This Tuesday (February 26th), I ventured to RPI to continue my work in the lab. This week, I was again tasked with making PBS solution. As I explained in a previous entry, PBS (phosphate buffered saline solution) can be used to dialyze protein solutions. PBS is made by combining 15.52 mL of 1M K2HPO4, 4.48 mL of 1M KH2PO4, 2 L of distilled water, and 11.6 g of NaCl. After mixing these contents, I had to raise the pH to 7.4 using 1M NaOH base. After creating a pH of 7.4, I filtered the PBS using a bottle-top filter with a vacuum attached, like the one shown below.
After finishing the PBS, my next job was to work with the data from the concentration experiment I helped set up last week. First, the organization of slides on the Origin program was different than the actual setup, so I had to convert the data to accurately represent its respective slide. Once I reorganized the data, I was able to run the program to create graphs and calculate the 1/kD and R2 values for each piece of data. Luckily, the experiment worked almost perfectly! Each of the graphs looked like the one shown below, which was the graph we predicted last week before the experiment was run.
I looked at every graph and recorded the numbers of the graphs that did not seem to fit the data points as well as the others. I then copied the origin data twice into an excel sheet and sorted the data according to 1/kD value and R2 value. Most of the R2 were 0.9 or above, which means that the data followed the curve very well. I tried to find a correlation between the graphs with worse 1/kD values and worse R2 values, but there did not seem to be an obvious correlation between the two. I color coated the data in both sorting sets according to different R2 value ranges. There were no R2 values in the blue range!
- Set 1- green- 0.95+
- Set 2- yellow- 0.9-0.95
- Set 3- red- 0.7-0.9
- Set 4- blue- less than 0.7
This coding allowed me to look for further correlation between 1/kD value and R2 value, but there still appeared to be no correlation between the two.

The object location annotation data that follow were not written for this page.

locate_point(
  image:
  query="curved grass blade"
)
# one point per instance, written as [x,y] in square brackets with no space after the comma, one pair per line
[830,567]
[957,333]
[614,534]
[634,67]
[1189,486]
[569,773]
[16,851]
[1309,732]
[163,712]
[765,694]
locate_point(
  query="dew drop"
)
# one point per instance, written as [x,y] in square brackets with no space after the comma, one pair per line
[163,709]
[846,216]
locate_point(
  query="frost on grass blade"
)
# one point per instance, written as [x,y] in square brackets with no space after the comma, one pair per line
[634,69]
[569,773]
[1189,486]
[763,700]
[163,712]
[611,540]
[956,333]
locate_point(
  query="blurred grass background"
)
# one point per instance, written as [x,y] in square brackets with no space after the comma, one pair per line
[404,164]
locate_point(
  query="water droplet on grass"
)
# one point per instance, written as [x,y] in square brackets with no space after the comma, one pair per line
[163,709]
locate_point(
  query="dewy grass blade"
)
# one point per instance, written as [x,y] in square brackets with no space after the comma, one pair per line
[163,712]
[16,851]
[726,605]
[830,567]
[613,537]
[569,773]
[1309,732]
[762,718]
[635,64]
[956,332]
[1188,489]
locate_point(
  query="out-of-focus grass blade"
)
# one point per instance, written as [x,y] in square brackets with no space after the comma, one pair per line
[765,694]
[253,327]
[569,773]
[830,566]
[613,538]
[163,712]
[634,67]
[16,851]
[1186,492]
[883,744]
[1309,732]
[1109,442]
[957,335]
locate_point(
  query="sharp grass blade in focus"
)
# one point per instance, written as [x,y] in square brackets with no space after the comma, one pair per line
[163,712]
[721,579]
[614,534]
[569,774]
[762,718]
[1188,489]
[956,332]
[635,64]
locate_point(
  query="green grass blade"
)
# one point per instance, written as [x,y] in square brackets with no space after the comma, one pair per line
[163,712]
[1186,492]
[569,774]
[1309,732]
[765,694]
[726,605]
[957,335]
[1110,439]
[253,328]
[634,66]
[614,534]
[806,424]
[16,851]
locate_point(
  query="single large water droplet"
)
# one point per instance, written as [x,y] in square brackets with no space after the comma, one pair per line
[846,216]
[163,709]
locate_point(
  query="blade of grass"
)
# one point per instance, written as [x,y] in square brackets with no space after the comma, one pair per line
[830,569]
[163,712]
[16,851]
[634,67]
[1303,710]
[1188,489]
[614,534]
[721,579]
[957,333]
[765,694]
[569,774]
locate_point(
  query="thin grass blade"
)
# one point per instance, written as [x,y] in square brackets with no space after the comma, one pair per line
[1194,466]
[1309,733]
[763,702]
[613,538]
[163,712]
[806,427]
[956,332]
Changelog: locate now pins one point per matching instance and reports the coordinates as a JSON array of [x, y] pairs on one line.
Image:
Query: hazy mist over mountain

I can't wait to work with the data more next week!
I'm curious, how do you like manipulating data in Excel to understand your data and make graphs? Do you find it challenging? Easy? Do you prefer the data gathering (the actual experiments) to the data analysis?
ReplyDeleteSo glad your results support your hypothesis! This is the perfect assessment of how your work is progressing - wonderfully!
ReplyDeleteBe sure to answer Ms. Legg's questions.
Ms. Legg-
ReplyDeleteI loved working with Excel! It makes the data easier to understand and easier to compare. I found it pretty easy because I was only using pretty basic commands. I definitely like both data gathering and data analysis! It is really fun to do hands on work in the labs, but looking at the data from the experiments is really interesting to see how the experiments are working and if our research is successful, which, luckily, ours has been!